Melbourne, 12 April 2025 - Angin musim gugur yang sejuk di Melbourne tak mampu meredam hangatnya suasana yang tercipta di sebuah pertemuan sederhana namun sarat makna. Di tengah hiruk-pikuk kehidupan metropolitan, sekelompok warga asal Tondano, Minahasa, berkumpul bukan hanya untuk berbagi tawa dan cerita, tetapi juga untuk mengukuhkan satu ikatan yang telah mereka rajut sejak jauh dari tanah kelahiran: Tondano Club Melbourne (TCM).
Ruang pertemuan sederhana itu seketika berubah menjadi potongan kecil dari Minahasa—penuh aroma masakan khas seperti tinoransak yang mengepul dari dapur, nyanyian lagu daerah yang mengalun merdu, dan tentu saja canda tawa yang menggema di antara para hadirin. Mereka bukan hanya warga perantau. Mereka adalah keluarga. Keluarga besar dari negeri nyiur melambai yang kini mencoba mempertahankan semangat Si Tou Timou Tumou Tou di tanah seberang.
Dalam pertemuan yang dilangsungkan pada Sabtu sore itu, suasana khidmat terasa saat pengurus baru TCM untuk periode kedua resmi dikukuhkan. Jerry Pontonuwu, lelaki berdarah Kayuroya, Lembean Timur, berdiri di depan rekan-rekannya, dengan mata berbinar dan suara yang mantap.
"Mohon dukungannya dan mari bersama-sama kita jadikan perkumpulan Tondano ini sebagai ruang untuk saling membantu dan bekerjasama," ucap Jerry, menyiratkan tekad dan kerendahan hati. Ia tak sendiri—bersamanya, Viktor Popon Lalamentik dipercaya sebagai wakil ketua, Eldy Maerah sebagai sekretaris, dan Kelly Korua sebagai bendahara.

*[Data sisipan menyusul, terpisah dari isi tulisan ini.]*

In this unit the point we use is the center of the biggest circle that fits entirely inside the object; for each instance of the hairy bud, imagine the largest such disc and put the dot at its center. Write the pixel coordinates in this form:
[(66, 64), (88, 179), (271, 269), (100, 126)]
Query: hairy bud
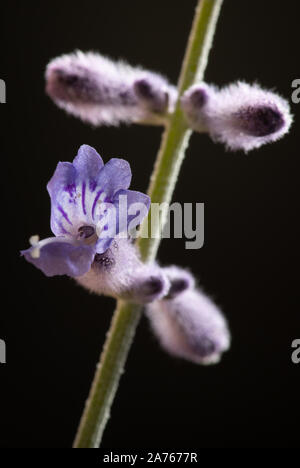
[(190, 326), (103, 92)]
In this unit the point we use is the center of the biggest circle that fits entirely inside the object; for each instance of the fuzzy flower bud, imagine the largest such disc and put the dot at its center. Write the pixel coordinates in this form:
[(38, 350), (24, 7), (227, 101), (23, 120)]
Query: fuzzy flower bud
[(119, 273), (240, 115), (103, 92), (190, 326)]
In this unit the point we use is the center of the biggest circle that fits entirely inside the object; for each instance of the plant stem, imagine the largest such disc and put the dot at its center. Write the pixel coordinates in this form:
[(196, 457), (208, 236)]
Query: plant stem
[(170, 156)]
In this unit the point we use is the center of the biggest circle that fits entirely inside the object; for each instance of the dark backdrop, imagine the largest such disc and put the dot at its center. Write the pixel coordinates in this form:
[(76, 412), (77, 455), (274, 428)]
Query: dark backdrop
[(54, 330)]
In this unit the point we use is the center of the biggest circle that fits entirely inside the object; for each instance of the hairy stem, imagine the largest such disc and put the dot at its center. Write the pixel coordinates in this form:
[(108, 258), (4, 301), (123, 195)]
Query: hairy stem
[(170, 156)]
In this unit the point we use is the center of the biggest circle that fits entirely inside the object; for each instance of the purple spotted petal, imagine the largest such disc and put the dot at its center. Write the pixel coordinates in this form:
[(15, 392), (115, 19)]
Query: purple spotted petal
[(57, 257), (88, 164)]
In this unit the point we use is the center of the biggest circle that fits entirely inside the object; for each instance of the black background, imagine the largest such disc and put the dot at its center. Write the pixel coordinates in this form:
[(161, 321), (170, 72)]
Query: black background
[(54, 330)]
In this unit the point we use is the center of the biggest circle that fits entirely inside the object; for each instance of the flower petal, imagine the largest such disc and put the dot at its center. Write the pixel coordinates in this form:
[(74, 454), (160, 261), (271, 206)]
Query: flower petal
[(88, 164), (115, 175), (64, 199), (58, 256), (132, 207)]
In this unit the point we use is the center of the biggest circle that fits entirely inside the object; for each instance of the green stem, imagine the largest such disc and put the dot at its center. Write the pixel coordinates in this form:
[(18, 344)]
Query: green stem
[(163, 180)]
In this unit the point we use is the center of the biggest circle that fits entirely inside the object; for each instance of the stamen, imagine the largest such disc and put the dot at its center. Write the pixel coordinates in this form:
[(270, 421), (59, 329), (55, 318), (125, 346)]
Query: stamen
[(86, 231)]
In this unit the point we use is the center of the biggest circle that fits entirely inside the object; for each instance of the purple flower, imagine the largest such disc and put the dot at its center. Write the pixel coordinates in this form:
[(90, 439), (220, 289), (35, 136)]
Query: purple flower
[(90, 205), (242, 116), (106, 92), (120, 273)]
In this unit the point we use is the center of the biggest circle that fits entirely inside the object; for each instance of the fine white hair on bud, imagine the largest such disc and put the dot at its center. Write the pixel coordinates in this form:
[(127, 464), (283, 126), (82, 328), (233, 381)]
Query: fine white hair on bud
[(190, 326), (120, 273), (101, 91), (241, 116), (180, 280)]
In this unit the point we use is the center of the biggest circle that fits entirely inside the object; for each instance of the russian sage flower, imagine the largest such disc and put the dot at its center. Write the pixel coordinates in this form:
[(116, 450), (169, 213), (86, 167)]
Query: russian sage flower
[(240, 115), (92, 211), (189, 325), (105, 92)]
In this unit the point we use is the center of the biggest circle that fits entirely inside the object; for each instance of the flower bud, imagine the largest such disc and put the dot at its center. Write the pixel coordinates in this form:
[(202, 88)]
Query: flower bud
[(103, 92), (190, 326), (242, 116)]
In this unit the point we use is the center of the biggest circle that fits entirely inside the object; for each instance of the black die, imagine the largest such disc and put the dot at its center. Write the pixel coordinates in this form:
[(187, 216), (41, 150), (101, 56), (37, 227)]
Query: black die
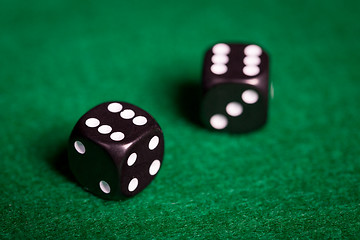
[(115, 150), (236, 87)]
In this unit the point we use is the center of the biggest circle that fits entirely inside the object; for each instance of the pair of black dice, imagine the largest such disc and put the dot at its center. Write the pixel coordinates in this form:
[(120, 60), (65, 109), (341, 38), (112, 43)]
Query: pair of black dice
[(116, 149)]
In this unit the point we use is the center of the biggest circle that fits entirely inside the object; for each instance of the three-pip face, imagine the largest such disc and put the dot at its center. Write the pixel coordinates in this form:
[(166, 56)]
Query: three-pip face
[(235, 84), (115, 150)]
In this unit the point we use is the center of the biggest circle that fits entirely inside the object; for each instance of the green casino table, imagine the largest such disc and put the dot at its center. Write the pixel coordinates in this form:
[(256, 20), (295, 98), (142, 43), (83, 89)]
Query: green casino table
[(297, 177)]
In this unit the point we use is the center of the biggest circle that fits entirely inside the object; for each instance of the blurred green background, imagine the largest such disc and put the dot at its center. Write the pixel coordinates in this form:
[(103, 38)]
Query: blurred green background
[(296, 178)]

Tak kalah penting, sosok-sosok bijak yang menjadi penasehat—Lucky Lexy Kalonta, Roy Moniaga, dan Benny Lompoliu—mengisi peran sebagai pilar kebijaksanaan. Lucky Lexy, salah satu sesepuh yang sangat dihormati, memberi pesan sederhana namun dalam makna: “Kita akan terus bersatu dan saling mendukung, demi tujuan dan program yang baik ke depan.”
Acara dilanjutkan dengan doa bersama yang dipimpin oleh beberapa hamba Tuhan seperti Pdt. Maerah, Pdt. Hence Karamoy, Pdt. Morgan Mumu, dan Ev. Sherly Mentang. Doa-doa itu mengalir penuh harap, memohon agar persatuan ini terus terjaga dan menjadi berkat di negeri orang.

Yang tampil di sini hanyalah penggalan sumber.